The intermodal transportation cost implies the consideration of several types of transportation costs for the routing of freight from its origin to its destination, which involves a variety of shipment, transshipment and warehousing activities. It considers a logistic according to which are organized transport chains where production and consumption systems are linked to transport systems. Numerous technical improvements, such as river / sea shipping and better rail/road integration, have been established to reduce interchange costs, but containerization remains the most significant achievement so far. The concept of economies of scale applies particularly well to container shipping. However, container shipping is also affected by diseconomies involving maritime and inland transport systems as well as transshipment. While maritime container shipping companies have been pressing for larger ships, transshipment and inland distribution systems have tried to cope with increased quantities of containers. Thus, in spite of a significant reduction in maritime transport costs, land transport costs remain significant. Between half and two-third of total transport costs for a TEU is accounted by land transport.

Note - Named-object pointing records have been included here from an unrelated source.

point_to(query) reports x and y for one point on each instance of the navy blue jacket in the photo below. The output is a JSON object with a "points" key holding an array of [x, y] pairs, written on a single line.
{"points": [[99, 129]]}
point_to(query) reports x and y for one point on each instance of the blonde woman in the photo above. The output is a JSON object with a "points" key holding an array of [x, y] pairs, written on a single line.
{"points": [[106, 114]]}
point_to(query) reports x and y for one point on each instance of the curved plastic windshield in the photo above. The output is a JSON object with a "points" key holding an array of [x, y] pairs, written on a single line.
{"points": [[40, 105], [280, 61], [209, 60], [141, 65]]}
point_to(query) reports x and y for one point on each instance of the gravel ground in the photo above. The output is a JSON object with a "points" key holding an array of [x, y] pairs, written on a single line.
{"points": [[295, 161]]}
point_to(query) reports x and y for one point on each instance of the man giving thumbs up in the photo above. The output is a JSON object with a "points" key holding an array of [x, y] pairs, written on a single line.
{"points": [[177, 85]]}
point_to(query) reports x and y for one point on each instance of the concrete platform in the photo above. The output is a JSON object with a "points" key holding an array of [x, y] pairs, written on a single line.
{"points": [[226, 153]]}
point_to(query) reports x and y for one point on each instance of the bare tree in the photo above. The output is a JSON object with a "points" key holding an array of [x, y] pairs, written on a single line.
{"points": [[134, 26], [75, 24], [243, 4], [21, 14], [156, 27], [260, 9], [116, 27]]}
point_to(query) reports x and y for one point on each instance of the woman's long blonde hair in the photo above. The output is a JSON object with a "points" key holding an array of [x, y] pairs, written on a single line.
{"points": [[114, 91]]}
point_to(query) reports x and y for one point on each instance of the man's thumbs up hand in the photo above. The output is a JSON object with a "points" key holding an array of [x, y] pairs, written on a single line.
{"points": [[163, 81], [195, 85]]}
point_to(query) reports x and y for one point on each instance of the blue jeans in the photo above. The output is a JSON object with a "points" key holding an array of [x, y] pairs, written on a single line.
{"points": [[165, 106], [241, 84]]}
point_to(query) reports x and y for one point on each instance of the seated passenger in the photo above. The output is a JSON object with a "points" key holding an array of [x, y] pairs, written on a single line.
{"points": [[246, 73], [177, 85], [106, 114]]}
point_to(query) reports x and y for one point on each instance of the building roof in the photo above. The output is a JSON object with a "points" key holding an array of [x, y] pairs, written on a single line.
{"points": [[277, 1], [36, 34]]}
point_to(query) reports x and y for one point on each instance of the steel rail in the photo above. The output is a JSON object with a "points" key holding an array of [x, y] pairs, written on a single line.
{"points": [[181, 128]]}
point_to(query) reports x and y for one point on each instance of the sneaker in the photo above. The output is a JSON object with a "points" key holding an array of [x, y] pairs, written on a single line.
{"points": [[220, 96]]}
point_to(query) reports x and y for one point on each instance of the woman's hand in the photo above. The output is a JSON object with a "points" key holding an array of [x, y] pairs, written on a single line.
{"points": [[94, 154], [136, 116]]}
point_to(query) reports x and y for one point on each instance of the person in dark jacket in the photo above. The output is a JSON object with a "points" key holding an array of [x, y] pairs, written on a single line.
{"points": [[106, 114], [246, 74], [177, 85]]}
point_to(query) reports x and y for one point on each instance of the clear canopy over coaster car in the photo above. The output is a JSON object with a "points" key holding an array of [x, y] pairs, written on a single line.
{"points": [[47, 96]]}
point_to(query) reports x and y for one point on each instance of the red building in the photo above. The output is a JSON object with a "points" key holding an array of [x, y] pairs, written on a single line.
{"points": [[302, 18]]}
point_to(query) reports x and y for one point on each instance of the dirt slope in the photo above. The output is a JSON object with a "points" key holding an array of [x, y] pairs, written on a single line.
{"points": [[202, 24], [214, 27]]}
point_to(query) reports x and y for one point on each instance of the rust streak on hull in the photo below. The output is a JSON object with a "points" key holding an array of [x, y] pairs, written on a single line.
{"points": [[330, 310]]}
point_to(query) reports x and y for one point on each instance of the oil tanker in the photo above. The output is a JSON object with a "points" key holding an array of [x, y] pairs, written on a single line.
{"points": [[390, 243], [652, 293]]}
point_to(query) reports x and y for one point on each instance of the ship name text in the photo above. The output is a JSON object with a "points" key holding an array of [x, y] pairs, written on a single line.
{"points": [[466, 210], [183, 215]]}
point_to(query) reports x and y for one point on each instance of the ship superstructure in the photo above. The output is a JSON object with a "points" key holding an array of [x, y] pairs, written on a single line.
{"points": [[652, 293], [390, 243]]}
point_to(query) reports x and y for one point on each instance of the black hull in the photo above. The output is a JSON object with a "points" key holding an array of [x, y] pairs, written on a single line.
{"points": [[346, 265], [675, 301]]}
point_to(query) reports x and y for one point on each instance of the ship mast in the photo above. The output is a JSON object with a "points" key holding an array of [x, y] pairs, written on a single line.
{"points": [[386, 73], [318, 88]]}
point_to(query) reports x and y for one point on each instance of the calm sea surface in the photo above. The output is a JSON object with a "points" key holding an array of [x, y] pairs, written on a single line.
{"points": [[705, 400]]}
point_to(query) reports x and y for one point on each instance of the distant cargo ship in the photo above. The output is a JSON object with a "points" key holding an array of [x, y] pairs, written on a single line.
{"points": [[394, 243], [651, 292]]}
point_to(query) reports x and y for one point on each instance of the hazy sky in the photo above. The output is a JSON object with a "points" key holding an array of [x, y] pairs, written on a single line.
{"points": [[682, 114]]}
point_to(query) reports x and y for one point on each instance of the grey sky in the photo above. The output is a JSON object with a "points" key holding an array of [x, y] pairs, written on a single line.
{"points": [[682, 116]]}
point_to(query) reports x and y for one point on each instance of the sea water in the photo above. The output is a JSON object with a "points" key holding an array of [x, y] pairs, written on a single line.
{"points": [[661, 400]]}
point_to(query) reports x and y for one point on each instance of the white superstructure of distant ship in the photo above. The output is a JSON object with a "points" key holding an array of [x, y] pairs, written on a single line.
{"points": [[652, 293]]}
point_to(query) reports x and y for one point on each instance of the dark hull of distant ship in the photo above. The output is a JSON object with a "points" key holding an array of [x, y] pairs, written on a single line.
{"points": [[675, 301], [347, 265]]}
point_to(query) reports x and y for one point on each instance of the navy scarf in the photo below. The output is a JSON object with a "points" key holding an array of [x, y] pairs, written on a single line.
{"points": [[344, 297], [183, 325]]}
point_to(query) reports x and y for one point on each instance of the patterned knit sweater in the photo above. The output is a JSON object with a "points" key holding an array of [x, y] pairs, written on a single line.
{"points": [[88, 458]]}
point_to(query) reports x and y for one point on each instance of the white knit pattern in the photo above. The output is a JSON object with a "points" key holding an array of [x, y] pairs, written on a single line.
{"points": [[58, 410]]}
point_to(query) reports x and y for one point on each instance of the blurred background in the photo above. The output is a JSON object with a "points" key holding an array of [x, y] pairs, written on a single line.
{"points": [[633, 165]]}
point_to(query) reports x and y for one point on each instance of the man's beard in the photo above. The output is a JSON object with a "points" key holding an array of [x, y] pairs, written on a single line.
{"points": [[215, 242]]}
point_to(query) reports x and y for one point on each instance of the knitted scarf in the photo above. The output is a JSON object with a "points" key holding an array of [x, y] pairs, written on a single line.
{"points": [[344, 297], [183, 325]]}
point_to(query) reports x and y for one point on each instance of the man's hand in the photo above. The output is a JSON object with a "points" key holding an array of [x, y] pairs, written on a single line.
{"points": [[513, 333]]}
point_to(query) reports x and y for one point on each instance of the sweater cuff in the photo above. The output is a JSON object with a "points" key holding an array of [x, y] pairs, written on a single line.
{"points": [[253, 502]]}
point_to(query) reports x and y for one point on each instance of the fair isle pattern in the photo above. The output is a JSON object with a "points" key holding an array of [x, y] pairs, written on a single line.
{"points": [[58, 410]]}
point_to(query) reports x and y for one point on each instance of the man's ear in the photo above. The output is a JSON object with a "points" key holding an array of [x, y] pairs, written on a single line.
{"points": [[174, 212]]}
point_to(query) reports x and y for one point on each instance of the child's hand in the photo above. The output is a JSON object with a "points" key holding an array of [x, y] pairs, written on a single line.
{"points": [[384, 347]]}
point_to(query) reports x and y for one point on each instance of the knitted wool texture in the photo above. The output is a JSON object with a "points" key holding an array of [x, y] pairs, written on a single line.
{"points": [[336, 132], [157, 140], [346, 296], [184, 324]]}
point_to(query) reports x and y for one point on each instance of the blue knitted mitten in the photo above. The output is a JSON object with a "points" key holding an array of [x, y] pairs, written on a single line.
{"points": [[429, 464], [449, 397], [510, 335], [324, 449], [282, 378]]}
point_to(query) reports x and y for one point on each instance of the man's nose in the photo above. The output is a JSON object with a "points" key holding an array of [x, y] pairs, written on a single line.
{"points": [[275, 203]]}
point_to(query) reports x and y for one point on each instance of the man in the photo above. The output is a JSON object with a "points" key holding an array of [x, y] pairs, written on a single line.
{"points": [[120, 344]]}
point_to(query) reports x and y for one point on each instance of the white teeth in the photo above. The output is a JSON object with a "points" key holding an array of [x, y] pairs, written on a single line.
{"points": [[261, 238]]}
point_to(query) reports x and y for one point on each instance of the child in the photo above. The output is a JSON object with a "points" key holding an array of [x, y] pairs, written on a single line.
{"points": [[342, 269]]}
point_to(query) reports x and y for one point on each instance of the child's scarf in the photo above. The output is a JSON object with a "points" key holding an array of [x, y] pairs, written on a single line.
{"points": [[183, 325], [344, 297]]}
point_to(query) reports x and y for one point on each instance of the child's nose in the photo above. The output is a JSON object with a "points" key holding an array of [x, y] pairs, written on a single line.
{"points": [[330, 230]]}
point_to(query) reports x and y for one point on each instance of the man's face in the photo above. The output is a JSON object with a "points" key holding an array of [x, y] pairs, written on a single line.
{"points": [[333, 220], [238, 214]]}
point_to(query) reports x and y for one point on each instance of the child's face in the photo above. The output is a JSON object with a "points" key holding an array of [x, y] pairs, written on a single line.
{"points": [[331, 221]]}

Public policy is also playing a role through concerns over the dominant position of road transport in modal competition and the resultant concerns over congestion, safety and environmental degradation. In Europe, policies have been introduced to induce a shift of freight and passengers from the roads to modes that are environmentally more efficient. Intermodal transport is seen as a solution that could work in certain situations. In Switzerland, for example, laws stipulate that all freight crossing through the country must be placed on the railways in order to try to reduce air pollution in alpine valleys. The European Union is trying to promote intermodal alternatives by subsidizing rail, and shipping infrastructure and increasing road user costs. Since intermodal transportation is mostly the outcome of private initiatives seeking to capture market opportunities it remains to be seen to what extent public strategies can be reconciled with a global intermodal transport system which is flexible and footloose.

While economies of scale enabled to reduce the unit costs of maritime, inland intermodal transportation costs account to about 50% of the total costs if terminal costs are included. With the deregulation and privatization trends that began in the 1980’s, containerization, which was already well established in the maritime sector, could spread inland. The shipping lines were among the first to exploit the intermodal opportunities that deregulation permitted. They could offer door-to-door rates to customers by integrating rail services and local truck pickup and delivery in a seamless network. To achieve this they leased trains, managed rail terminals, and in some cases purchased trucking firms. In this way they could serve customers across the country by offering door-to-door service from suppliers located around the world. The move inland also led to some significant developments, most notably the double-stacking of containers on rail cars. This produced important competitive advantages for intermodal rail transport and favored the development of inland terminals. It also required various forms of transloading between maritime and domestic container units.